In der Idylle der Berge mögen die Unternehmer ihre Liebe zur Schweiz leichter entdecken als in Zug. Die Kantonshauptstadt bietet weder mondänen Luxus wie andere Steueroasen, noch die kuschelige Wärme vieler Schweizer Städte.

Der Landsgemeindeplatz am See, ein paar historische Häuser - ansonsten überwiegt die Tristesse der Büroblöcke. Selten rollt eine Luxuskarosse vorbei, obwohl im Kanton 5000 Millionäre gemeldet sind. Die übrigen 100000 Bürger scheren sich kaum um die Reichen.

Solange deren Steuergeld Schulen, Sport- und Kulturzentren finanziert, ist das Volk zufrieden. Finanzdirektor Hegglin freut sich über stetig steigende Steuereinnahmen. 2004 hat er 386 Millionen Franken verbucht, 16 Prozent mehr als 2003.

Und doch macht sich der Finanzdirektor Sorgen. Er schaut ernst und klagt: "Die anderen holen auf". Jahrzehntelang haben viele Kantone neidisch auf Zug geblickt. Nun senken sie selbst die Steuern und hoffen, dass die Rechnung aufgeht.

An die internationale Konkurrenz wie die Cayman-Inseln oder Dubai denkt Hegglin erst recht mit Schrecken. "Diese Länder erheben teilweise überhaupt keine Steuern", stellt er fest und behauptet: "Zug ist gar keine Steueroase.
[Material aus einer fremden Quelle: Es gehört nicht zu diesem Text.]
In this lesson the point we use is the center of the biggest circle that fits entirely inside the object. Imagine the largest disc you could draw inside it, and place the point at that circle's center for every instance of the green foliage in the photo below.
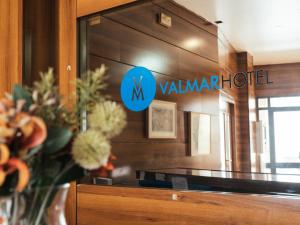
(58, 138)
(47, 101)
(19, 93)
(89, 89)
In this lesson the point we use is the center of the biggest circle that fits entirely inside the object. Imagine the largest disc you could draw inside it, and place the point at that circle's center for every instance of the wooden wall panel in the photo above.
(66, 48)
(39, 39)
(11, 44)
(86, 7)
(285, 78)
(199, 41)
(139, 206)
(122, 43)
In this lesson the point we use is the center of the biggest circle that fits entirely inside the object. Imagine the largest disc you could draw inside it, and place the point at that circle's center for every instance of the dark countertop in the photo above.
(217, 180)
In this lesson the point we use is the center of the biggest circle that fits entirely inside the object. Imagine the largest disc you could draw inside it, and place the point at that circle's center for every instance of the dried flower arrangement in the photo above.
(42, 145)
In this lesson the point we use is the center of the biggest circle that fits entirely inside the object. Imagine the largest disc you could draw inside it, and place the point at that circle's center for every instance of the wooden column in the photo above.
(245, 97)
(11, 12)
(67, 73)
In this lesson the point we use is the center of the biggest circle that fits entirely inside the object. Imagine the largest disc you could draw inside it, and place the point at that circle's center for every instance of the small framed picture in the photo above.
(162, 119)
(200, 136)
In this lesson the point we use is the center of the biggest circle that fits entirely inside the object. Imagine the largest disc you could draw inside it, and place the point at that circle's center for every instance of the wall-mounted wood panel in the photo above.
(136, 206)
(86, 7)
(198, 41)
(285, 78)
(122, 43)
(11, 44)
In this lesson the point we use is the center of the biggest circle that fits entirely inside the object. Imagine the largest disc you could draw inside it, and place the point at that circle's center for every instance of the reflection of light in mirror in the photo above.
(152, 62)
(192, 43)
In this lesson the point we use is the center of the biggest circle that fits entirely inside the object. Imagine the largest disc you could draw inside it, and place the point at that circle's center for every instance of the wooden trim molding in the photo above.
(86, 7)
(11, 42)
(135, 206)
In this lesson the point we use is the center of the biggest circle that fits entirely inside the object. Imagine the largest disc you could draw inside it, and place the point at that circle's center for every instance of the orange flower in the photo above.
(5, 104)
(34, 135)
(4, 154)
(23, 176)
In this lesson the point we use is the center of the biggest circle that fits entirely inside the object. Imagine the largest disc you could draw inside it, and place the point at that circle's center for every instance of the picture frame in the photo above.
(200, 134)
(162, 120)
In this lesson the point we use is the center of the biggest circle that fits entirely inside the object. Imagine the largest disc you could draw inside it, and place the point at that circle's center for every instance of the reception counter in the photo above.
(117, 205)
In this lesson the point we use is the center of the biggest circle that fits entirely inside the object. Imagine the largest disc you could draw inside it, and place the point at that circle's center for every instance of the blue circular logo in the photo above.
(138, 89)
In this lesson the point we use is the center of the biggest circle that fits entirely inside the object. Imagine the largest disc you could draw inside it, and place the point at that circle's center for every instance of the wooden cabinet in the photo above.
(139, 206)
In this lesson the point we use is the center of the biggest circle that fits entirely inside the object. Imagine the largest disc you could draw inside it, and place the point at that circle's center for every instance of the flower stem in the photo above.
(43, 206)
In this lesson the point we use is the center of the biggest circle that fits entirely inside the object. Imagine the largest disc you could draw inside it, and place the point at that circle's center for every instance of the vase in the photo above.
(41, 206)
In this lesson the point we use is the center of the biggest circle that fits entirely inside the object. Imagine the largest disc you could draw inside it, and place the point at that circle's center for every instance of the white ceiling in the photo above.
(268, 29)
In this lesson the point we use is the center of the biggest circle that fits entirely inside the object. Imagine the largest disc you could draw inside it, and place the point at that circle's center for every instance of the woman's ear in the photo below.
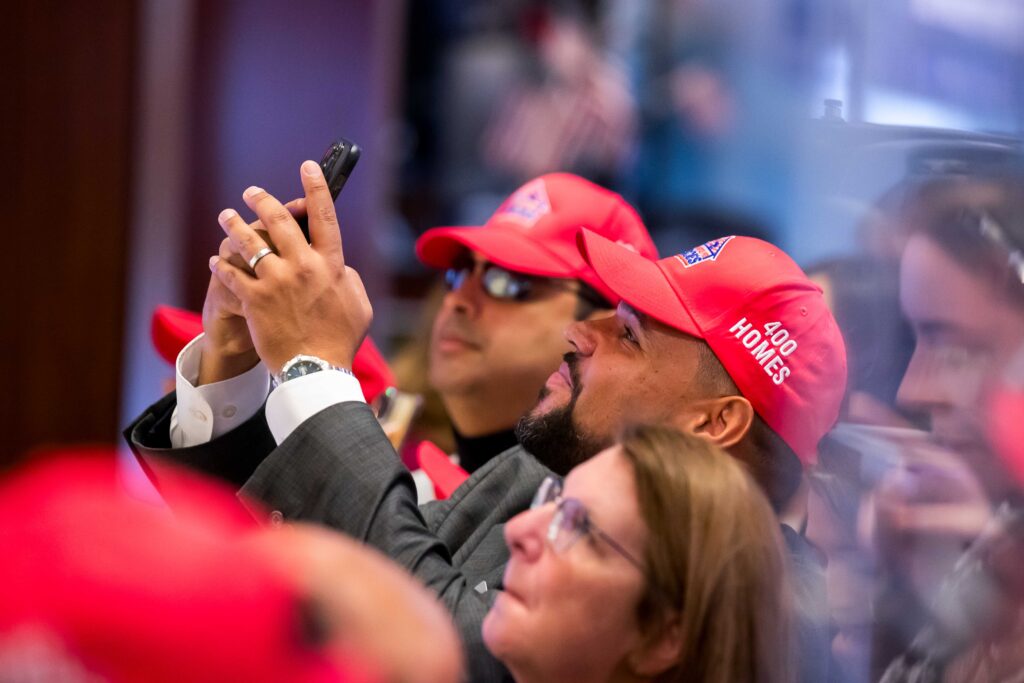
(725, 421)
(658, 653)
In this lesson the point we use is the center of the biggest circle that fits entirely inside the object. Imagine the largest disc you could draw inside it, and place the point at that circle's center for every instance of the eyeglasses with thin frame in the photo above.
(505, 285)
(571, 521)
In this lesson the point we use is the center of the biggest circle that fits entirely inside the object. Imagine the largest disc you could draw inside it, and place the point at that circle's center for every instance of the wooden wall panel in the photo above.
(67, 121)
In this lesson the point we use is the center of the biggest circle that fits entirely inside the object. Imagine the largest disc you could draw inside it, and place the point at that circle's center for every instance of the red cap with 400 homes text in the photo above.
(764, 319)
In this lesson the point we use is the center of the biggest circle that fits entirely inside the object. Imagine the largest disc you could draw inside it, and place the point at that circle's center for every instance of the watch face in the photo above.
(300, 368)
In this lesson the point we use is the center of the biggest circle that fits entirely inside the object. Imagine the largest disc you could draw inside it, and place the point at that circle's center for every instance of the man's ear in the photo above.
(724, 421)
(657, 654)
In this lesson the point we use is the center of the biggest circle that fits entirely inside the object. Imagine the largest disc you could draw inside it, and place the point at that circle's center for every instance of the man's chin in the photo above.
(549, 400)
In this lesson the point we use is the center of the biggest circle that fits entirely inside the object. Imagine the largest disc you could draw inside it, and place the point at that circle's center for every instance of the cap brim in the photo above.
(510, 249)
(171, 329)
(637, 281)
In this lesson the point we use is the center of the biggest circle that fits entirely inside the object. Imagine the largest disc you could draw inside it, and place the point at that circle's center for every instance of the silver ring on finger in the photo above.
(257, 256)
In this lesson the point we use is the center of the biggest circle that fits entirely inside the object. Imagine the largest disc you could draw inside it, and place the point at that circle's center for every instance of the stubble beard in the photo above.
(553, 437)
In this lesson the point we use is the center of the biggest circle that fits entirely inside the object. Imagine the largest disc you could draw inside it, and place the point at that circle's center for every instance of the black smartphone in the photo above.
(338, 162)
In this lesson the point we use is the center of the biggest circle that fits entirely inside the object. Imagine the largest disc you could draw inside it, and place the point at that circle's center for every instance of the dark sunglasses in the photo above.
(505, 285)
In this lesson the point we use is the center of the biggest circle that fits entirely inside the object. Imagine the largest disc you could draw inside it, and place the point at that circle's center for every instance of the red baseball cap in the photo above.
(534, 231)
(764, 319)
(97, 586)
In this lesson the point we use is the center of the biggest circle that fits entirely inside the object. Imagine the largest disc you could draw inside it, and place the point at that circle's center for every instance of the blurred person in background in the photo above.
(655, 560)
(513, 285)
(862, 292)
(962, 287)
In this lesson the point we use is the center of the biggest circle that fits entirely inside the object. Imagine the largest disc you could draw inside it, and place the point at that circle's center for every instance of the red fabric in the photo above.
(765, 321)
(94, 581)
(445, 475)
(372, 370)
(173, 328)
(1007, 417)
(535, 230)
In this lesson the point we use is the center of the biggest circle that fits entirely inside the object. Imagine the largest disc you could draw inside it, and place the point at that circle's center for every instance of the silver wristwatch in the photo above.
(305, 365)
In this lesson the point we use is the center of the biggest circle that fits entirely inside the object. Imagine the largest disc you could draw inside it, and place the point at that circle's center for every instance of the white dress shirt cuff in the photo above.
(206, 412)
(296, 400)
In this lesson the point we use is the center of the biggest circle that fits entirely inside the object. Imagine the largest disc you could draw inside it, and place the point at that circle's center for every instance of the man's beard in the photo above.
(553, 437)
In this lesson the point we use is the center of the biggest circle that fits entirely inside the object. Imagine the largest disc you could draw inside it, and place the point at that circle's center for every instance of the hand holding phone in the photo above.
(338, 162)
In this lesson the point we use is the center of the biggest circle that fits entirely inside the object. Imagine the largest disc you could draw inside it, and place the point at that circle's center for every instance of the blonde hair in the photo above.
(715, 560)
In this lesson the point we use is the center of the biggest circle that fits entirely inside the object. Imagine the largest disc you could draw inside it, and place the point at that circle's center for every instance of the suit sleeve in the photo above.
(339, 469)
(232, 457)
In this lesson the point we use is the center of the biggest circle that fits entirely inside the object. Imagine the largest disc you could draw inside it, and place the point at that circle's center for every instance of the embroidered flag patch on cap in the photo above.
(764, 319)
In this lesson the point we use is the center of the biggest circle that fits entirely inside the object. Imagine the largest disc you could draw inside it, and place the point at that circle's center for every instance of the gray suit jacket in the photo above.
(339, 469)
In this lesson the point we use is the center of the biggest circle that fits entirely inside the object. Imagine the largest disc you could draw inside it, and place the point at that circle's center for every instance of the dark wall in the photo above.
(67, 121)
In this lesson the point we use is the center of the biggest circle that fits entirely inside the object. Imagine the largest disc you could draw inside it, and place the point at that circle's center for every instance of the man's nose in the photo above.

Wir verlangen ja Abgaben". Allerdings immer weniger. Demnächst will die Regierung zum Beispiel die Abgabe für Holdinggesellschaften von 0,075 Promille des Eigenkapitals auf 0,02 Promille senken.

Die Diplomaten der Europäischen Union ärgern sich über solches Treiben. Vor kurzem hat EU-Kommissar Richard Wright einen Brief an den Schweizer Botschafter in Brüssel geschickt. Der EU-Direktor für Außenbeziehungen will Auskunft über "gewisse Steuern in gewissen Kantonen". Explizit erwähnt er Zug in dem Brief.

Feste Regeln statt Geschenken

Das findet Hegglin ungerecht: "Wir halten uns ans Gesetz und machen nichts, was andere nicht auch machen könnten". Außerdem besteuere Zug die Unternehmen nach festen Regeln: "Sonderbestimmungen für Einzelne gibt es nicht".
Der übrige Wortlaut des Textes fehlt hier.